Again, employer-sponsored health care components, such as health plans, are subject to the Standard Transaction and Code Sets rules. The regulation defines a “health plan” as an individual or group health plan that provides or pays for the cost of medical care, including all private-sector health plans, multi-employer plans, and government health plans. Some examples of employer-sponsored health plans include clinics, health insurance, HMO membership, vision care, dental care, prescription drug coverage (but not prescription discount programs), medical flexible spending accounts, and cafeteria plans that include medical care options.
What Is Required?
The standards require all electronic transactions of the following kinds of health information to follow a specified, standard format:
• health claims or equivalent encounter information
• enrollment and disenrollment in a health plan
• eligibility for a health plan
• health care payment and remittance advice
• health plan premium payments
• first report of injury
• health claims status
• referral certification and authorization
These standard formats are required whether the electronic transaction occurs with another entity, internally, or upon request of another entity. The standards do not apply, however, if an employer chooses to conduct the listed transactions on paper, as employers are allowed to do.

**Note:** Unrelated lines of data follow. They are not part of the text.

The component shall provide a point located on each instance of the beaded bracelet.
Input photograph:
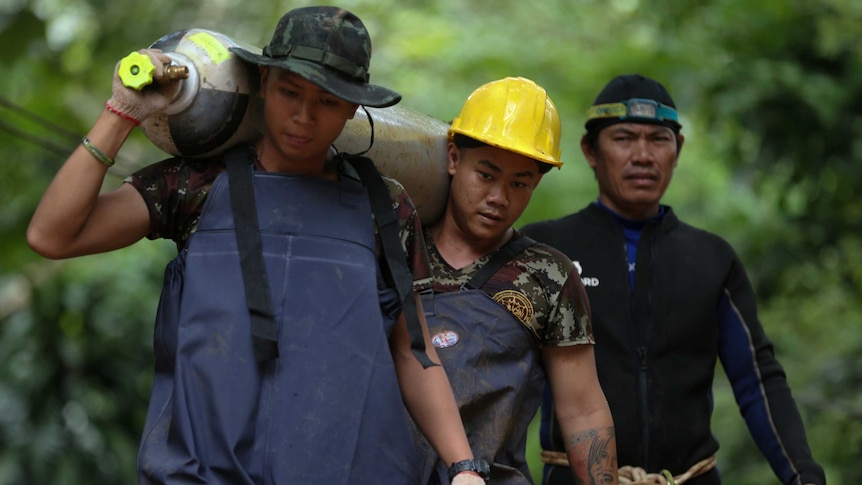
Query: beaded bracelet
(121, 114)
(96, 153)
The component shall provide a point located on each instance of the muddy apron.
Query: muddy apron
(495, 370)
(328, 409)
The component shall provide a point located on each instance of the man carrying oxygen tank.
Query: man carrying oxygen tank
(285, 347)
(506, 313)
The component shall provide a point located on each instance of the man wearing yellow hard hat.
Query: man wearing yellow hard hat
(506, 313)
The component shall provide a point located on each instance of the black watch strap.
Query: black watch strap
(476, 465)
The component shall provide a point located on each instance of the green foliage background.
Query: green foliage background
(770, 93)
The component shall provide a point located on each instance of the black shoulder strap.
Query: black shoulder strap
(387, 225)
(512, 248)
(263, 328)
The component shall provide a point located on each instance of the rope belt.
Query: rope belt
(631, 475)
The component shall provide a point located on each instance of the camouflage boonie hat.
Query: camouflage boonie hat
(328, 46)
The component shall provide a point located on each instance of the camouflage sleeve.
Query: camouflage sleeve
(412, 237)
(175, 192)
(563, 310)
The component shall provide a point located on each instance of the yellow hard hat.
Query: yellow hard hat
(514, 114)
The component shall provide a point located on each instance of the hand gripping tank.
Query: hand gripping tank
(217, 106)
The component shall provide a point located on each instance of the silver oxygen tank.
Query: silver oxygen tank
(216, 106)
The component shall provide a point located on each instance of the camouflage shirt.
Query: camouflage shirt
(176, 189)
(561, 313)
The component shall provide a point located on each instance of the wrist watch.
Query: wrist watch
(476, 465)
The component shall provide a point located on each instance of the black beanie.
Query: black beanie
(629, 86)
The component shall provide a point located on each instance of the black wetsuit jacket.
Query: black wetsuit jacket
(657, 346)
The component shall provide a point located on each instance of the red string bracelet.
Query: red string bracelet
(121, 114)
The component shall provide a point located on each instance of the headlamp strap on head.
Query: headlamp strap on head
(635, 108)
(319, 56)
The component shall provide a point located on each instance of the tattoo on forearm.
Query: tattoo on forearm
(593, 456)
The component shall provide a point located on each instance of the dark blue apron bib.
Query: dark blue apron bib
(497, 377)
(328, 409)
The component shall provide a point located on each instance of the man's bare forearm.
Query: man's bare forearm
(593, 456)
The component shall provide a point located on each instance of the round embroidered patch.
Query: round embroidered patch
(517, 303)
(445, 339)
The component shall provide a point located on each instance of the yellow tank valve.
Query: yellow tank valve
(136, 70)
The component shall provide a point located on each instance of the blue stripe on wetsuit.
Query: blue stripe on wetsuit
(737, 353)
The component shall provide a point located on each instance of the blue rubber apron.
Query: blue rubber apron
(497, 376)
(328, 409)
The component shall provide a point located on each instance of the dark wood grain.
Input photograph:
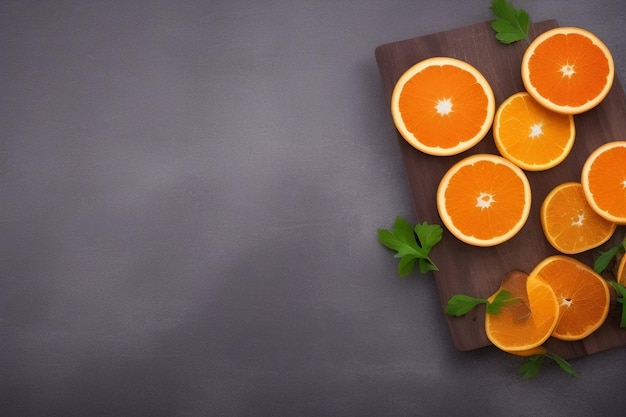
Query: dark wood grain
(466, 269)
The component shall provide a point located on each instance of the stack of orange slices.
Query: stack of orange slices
(566, 299)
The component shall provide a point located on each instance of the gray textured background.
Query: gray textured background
(189, 198)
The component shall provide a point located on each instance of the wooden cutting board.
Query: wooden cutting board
(476, 271)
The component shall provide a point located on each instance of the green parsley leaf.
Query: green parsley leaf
(533, 364)
(461, 304)
(621, 298)
(511, 24)
(403, 239)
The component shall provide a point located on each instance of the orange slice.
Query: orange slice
(621, 271)
(442, 106)
(604, 181)
(531, 136)
(524, 336)
(568, 70)
(583, 295)
(484, 199)
(569, 223)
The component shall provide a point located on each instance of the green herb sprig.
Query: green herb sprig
(533, 365)
(461, 304)
(511, 24)
(621, 298)
(412, 244)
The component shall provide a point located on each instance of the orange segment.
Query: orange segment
(604, 181)
(569, 223)
(442, 106)
(568, 70)
(583, 295)
(621, 271)
(531, 136)
(484, 199)
(525, 336)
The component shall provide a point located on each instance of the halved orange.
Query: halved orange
(484, 199)
(524, 336)
(583, 295)
(621, 271)
(569, 223)
(568, 70)
(604, 181)
(531, 136)
(442, 106)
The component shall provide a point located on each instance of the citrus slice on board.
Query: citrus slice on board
(442, 106)
(604, 181)
(484, 199)
(524, 336)
(569, 223)
(583, 295)
(531, 136)
(621, 271)
(568, 70)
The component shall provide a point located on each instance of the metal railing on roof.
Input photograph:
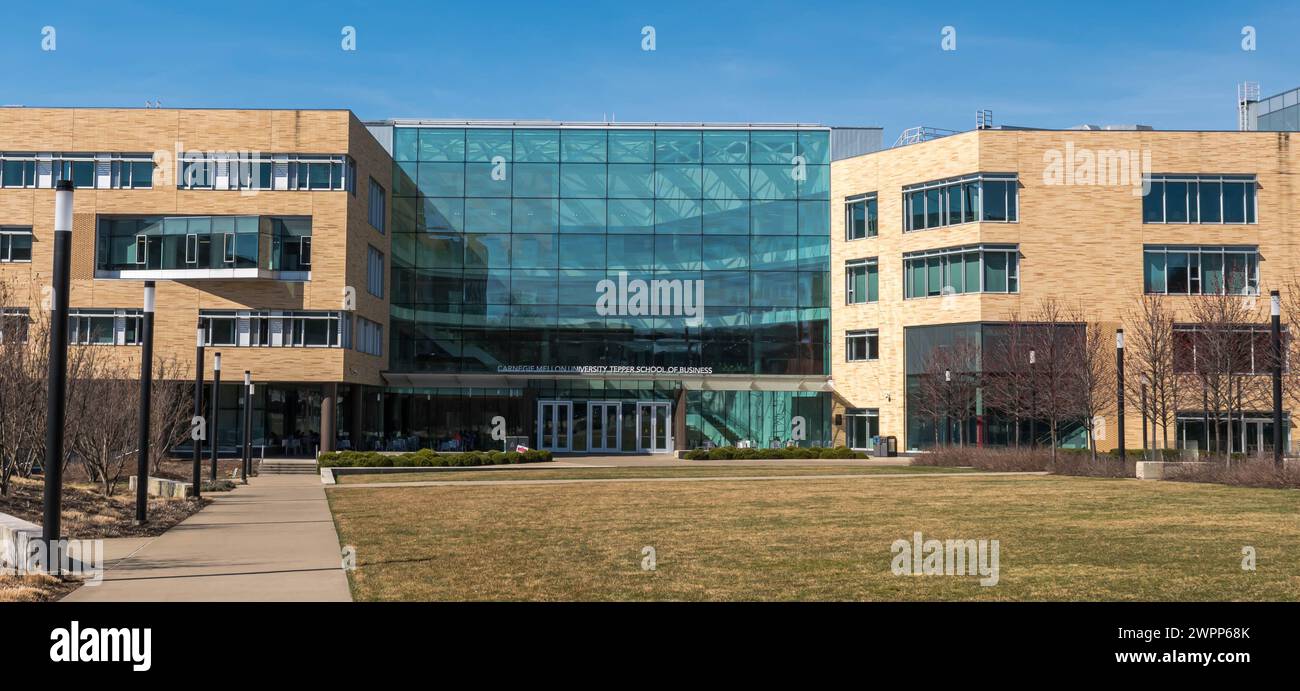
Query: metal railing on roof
(915, 135)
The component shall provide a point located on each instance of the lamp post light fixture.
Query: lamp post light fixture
(142, 459)
(56, 404)
(216, 413)
(1275, 308)
(198, 414)
(1119, 390)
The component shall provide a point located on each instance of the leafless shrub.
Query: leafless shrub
(1239, 473)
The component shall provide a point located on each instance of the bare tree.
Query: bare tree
(948, 390)
(22, 389)
(1095, 391)
(1054, 338)
(1008, 382)
(1149, 348)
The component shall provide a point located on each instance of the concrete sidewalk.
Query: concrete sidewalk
(273, 539)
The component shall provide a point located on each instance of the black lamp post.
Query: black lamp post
(1275, 300)
(1119, 389)
(142, 459)
(1034, 400)
(198, 413)
(247, 440)
(216, 412)
(56, 405)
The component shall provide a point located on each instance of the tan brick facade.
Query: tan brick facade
(339, 224)
(1079, 243)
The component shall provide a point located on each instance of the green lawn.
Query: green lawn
(518, 473)
(1061, 538)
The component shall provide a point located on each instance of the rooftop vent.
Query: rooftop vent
(1114, 127)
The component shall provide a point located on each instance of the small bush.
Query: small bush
(732, 453)
(1239, 472)
(995, 460)
(428, 459)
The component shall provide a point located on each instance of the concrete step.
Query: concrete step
(289, 466)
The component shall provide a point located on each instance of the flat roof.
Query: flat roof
(589, 125)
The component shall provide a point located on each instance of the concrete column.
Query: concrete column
(329, 416)
(355, 400)
(679, 420)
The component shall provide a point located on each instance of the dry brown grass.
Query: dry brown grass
(33, 589)
(89, 515)
(511, 473)
(1061, 539)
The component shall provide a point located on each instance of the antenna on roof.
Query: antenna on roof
(1247, 98)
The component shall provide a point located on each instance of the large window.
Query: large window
(861, 217)
(273, 329)
(1243, 348)
(501, 235)
(13, 324)
(104, 326)
(14, 244)
(1200, 199)
(376, 208)
(152, 243)
(962, 269)
(375, 272)
(861, 346)
(1201, 270)
(245, 170)
(369, 337)
(984, 196)
(861, 425)
(862, 281)
(86, 170)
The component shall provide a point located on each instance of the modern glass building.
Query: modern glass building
(607, 287)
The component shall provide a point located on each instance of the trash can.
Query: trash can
(887, 447)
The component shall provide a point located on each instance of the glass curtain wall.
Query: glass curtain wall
(502, 235)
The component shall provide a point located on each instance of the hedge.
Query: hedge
(428, 459)
(728, 453)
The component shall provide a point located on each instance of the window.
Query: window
(962, 269)
(859, 426)
(986, 196)
(14, 244)
(861, 346)
(1200, 270)
(861, 218)
(862, 281)
(13, 324)
(104, 326)
(376, 205)
(375, 272)
(86, 170)
(1246, 348)
(1200, 199)
(369, 337)
(273, 329)
(255, 170)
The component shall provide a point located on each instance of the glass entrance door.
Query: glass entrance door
(654, 427)
(605, 427)
(555, 425)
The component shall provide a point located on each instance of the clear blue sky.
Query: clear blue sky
(1174, 65)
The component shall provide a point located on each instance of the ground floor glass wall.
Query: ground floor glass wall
(594, 416)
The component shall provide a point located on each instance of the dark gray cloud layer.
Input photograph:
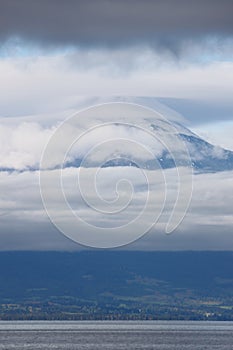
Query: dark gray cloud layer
(114, 22)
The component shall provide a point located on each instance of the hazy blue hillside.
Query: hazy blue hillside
(103, 284)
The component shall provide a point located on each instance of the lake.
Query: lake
(116, 335)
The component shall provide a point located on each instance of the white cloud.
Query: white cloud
(208, 223)
(43, 83)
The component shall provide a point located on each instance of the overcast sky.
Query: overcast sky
(56, 54)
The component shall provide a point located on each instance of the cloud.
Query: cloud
(31, 85)
(164, 23)
(207, 225)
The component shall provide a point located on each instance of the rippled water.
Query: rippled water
(116, 335)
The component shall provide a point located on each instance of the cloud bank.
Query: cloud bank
(164, 23)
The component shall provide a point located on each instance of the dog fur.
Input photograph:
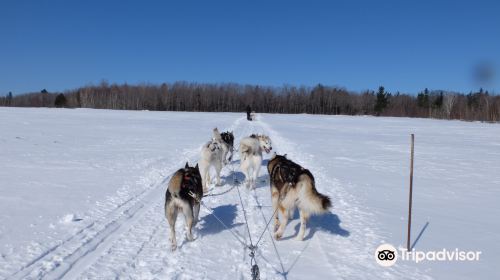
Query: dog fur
(177, 199)
(211, 156)
(226, 141)
(293, 186)
(228, 138)
(251, 156)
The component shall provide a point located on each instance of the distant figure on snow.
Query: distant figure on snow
(249, 112)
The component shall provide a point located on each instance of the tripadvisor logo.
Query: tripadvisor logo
(387, 255)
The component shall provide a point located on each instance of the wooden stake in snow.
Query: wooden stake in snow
(411, 192)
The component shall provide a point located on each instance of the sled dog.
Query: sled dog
(228, 138)
(177, 198)
(211, 156)
(251, 156)
(293, 186)
(226, 141)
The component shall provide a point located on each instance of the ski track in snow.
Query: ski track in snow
(131, 241)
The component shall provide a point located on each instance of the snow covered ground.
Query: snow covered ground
(81, 196)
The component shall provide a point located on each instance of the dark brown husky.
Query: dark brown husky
(183, 184)
(293, 186)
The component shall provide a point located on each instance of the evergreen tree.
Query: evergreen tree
(60, 101)
(382, 100)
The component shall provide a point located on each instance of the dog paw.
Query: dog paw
(278, 235)
(299, 238)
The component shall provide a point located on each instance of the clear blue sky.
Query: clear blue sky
(403, 45)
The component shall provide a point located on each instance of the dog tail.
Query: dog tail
(314, 202)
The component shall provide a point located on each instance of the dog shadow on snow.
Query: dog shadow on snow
(328, 222)
(226, 213)
(237, 162)
(262, 180)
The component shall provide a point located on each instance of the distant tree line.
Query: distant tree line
(227, 97)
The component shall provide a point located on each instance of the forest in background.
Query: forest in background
(227, 97)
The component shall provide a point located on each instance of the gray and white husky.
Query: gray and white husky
(211, 156)
(293, 186)
(251, 156)
(184, 182)
(226, 140)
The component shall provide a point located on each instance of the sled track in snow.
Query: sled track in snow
(131, 241)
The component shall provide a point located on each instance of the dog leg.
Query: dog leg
(172, 217)
(279, 233)
(218, 168)
(196, 213)
(244, 167)
(304, 216)
(275, 197)
(188, 214)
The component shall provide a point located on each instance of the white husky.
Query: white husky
(211, 155)
(251, 156)
(224, 146)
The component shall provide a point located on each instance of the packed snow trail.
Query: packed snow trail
(132, 241)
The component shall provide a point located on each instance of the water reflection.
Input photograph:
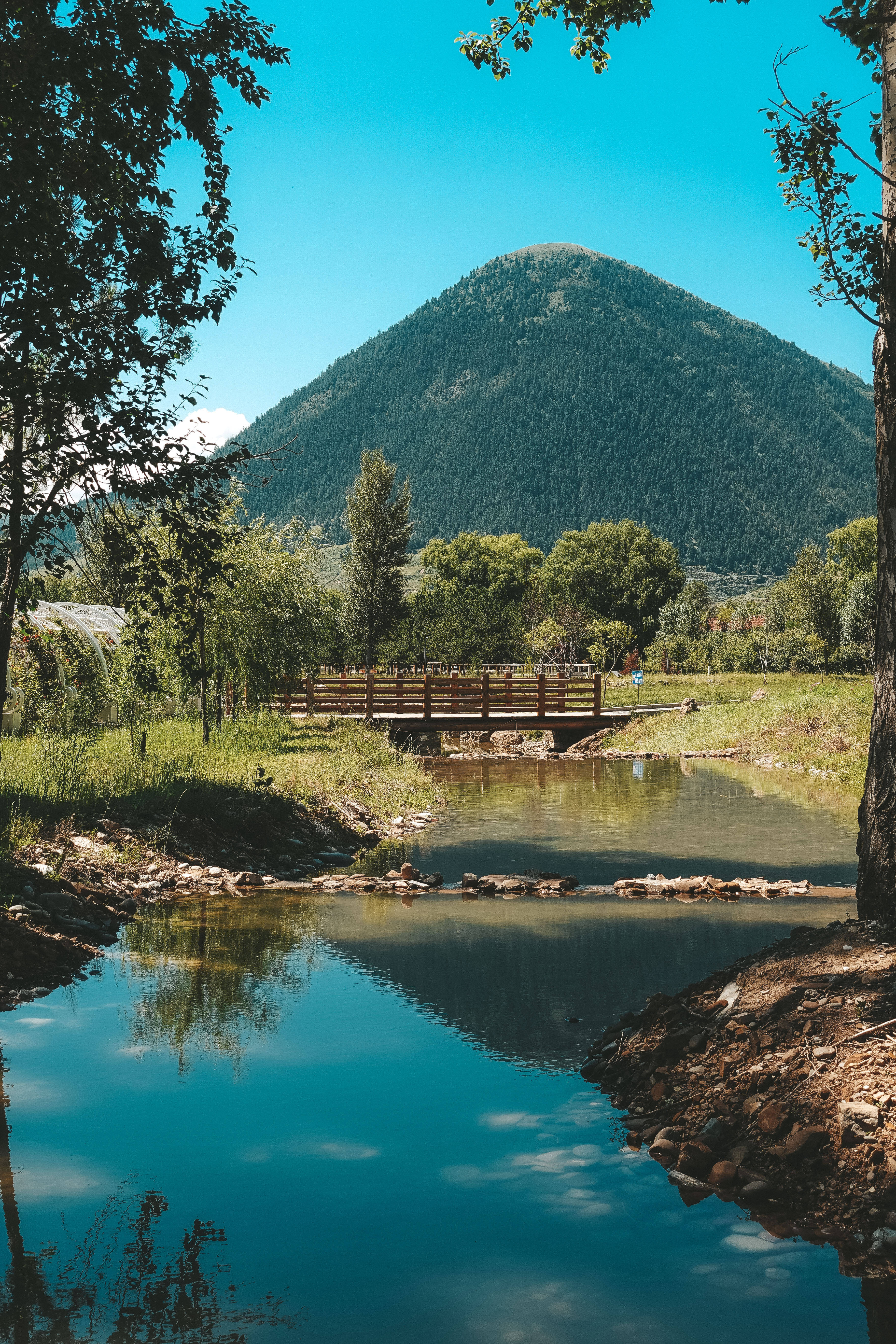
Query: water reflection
(597, 820)
(508, 975)
(123, 1281)
(211, 974)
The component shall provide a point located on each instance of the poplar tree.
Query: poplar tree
(381, 530)
(856, 257)
(101, 277)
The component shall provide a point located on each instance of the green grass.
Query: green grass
(315, 763)
(672, 689)
(804, 722)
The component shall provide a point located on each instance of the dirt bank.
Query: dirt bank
(764, 1085)
(68, 893)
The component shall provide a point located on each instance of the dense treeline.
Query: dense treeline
(557, 386)
(821, 617)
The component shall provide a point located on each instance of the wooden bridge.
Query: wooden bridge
(413, 706)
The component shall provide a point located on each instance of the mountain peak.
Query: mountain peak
(569, 388)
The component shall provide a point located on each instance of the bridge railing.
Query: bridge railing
(434, 697)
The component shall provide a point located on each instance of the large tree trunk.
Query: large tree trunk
(876, 846)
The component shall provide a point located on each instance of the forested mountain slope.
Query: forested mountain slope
(557, 386)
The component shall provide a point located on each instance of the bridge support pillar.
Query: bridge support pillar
(412, 740)
(566, 738)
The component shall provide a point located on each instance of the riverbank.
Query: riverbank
(812, 729)
(265, 802)
(769, 1084)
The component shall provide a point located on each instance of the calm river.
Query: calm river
(342, 1120)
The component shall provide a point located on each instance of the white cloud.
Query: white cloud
(215, 427)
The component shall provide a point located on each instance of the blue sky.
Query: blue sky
(385, 168)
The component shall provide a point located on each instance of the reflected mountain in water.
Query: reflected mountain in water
(214, 971)
(507, 974)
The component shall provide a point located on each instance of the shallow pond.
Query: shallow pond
(340, 1119)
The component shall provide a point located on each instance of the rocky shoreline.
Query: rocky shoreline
(69, 894)
(773, 1082)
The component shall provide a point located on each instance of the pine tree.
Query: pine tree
(381, 530)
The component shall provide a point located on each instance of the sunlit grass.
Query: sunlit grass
(802, 725)
(315, 763)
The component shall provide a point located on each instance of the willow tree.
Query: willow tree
(858, 265)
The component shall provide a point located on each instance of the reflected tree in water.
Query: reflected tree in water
(123, 1284)
(211, 972)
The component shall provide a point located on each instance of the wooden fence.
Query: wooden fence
(434, 697)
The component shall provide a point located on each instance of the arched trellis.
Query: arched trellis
(97, 626)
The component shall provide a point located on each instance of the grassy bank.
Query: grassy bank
(719, 689)
(821, 726)
(315, 763)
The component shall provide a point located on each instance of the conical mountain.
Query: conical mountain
(557, 386)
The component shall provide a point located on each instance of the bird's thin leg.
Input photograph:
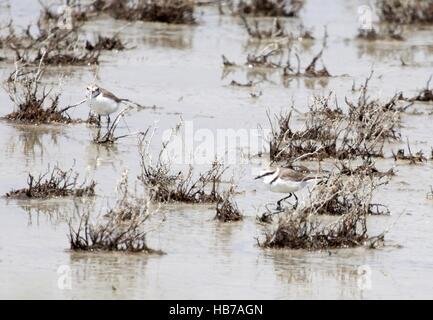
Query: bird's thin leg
(296, 203)
(279, 201)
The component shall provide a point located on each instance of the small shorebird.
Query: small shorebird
(285, 180)
(103, 103)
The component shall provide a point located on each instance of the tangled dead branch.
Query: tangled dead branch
(55, 43)
(54, 183)
(330, 133)
(425, 95)
(33, 102)
(122, 228)
(226, 209)
(405, 11)
(109, 136)
(265, 59)
(391, 32)
(169, 11)
(305, 228)
(165, 186)
(418, 157)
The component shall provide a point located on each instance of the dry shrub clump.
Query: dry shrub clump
(105, 43)
(277, 30)
(406, 11)
(33, 102)
(425, 95)
(306, 228)
(272, 8)
(55, 43)
(54, 183)
(169, 11)
(109, 136)
(122, 228)
(165, 186)
(226, 209)
(413, 158)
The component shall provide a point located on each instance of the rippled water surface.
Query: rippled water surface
(179, 69)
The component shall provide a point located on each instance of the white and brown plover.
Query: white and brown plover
(103, 103)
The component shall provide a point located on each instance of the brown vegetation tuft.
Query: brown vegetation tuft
(272, 8)
(165, 186)
(226, 208)
(406, 11)
(34, 104)
(305, 229)
(54, 183)
(331, 133)
(122, 228)
(169, 11)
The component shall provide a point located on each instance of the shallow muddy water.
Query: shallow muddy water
(179, 70)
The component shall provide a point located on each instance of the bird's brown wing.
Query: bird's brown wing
(110, 95)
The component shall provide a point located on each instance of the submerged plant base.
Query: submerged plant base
(169, 11)
(272, 8)
(406, 11)
(227, 210)
(300, 231)
(122, 228)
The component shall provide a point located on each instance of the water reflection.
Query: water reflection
(33, 141)
(108, 274)
(318, 275)
(102, 155)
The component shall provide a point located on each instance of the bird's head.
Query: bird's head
(92, 91)
(266, 172)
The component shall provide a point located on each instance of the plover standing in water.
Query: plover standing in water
(103, 103)
(285, 180)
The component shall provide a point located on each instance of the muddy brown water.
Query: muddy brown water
(179, 68)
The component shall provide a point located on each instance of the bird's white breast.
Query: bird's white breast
(103, 106)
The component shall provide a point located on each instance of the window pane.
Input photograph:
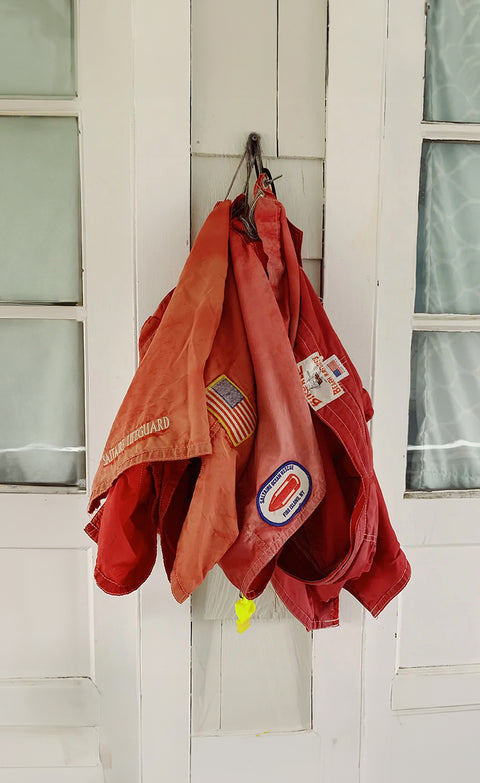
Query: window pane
(444, 425)
(452, 83)
(448, 251)
(39, 210)
(42, 439)
(37, 48)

The compliance date for the Transactions and Code Sets Rule has been extended until October 16, 2003. However, to qualify for the deadline extension, a covered entity must submit a compliance plan to the Secretary of HHS by October 16, 2002. The compliance plan must show the compliance budget, a work plan, and an implementation strategy. The Centers for Medicare and Medicaid Services Web site (http://CMS.hhs.gov) has a model Transactions and Code Sets Compliance form and information explaining who should file, when to file, and how to file.
In sum, the compliance dates for both the Privacy Rules and the Transaction and Code Sets rules are quickly approaching. To emphasize the importance of compliance, one should note that the HIPAA provisions carry significant penalties. For example, civil penalties range up to $100 per person, per violation, up to $25,000 per year. Criminal penalties may apply as well – up to $50,000 in fines and a year in prison for knowingly disclosing PHI; up to $100,000 in fines and five years in prison if the disclosure is under false pretenses; and up to $250,000 in fines and 10 years in prison if the disclosure is for commercial advantage. The listed requirements demonstrate that compliance efforts need to be focused on revising the covered entity’s policies and procedures, implementing training and education, and updating the plan documents, contracts, and other administrative forms. Employers with self-funded health plans will have to adapt quickly to this new regulatory scheme.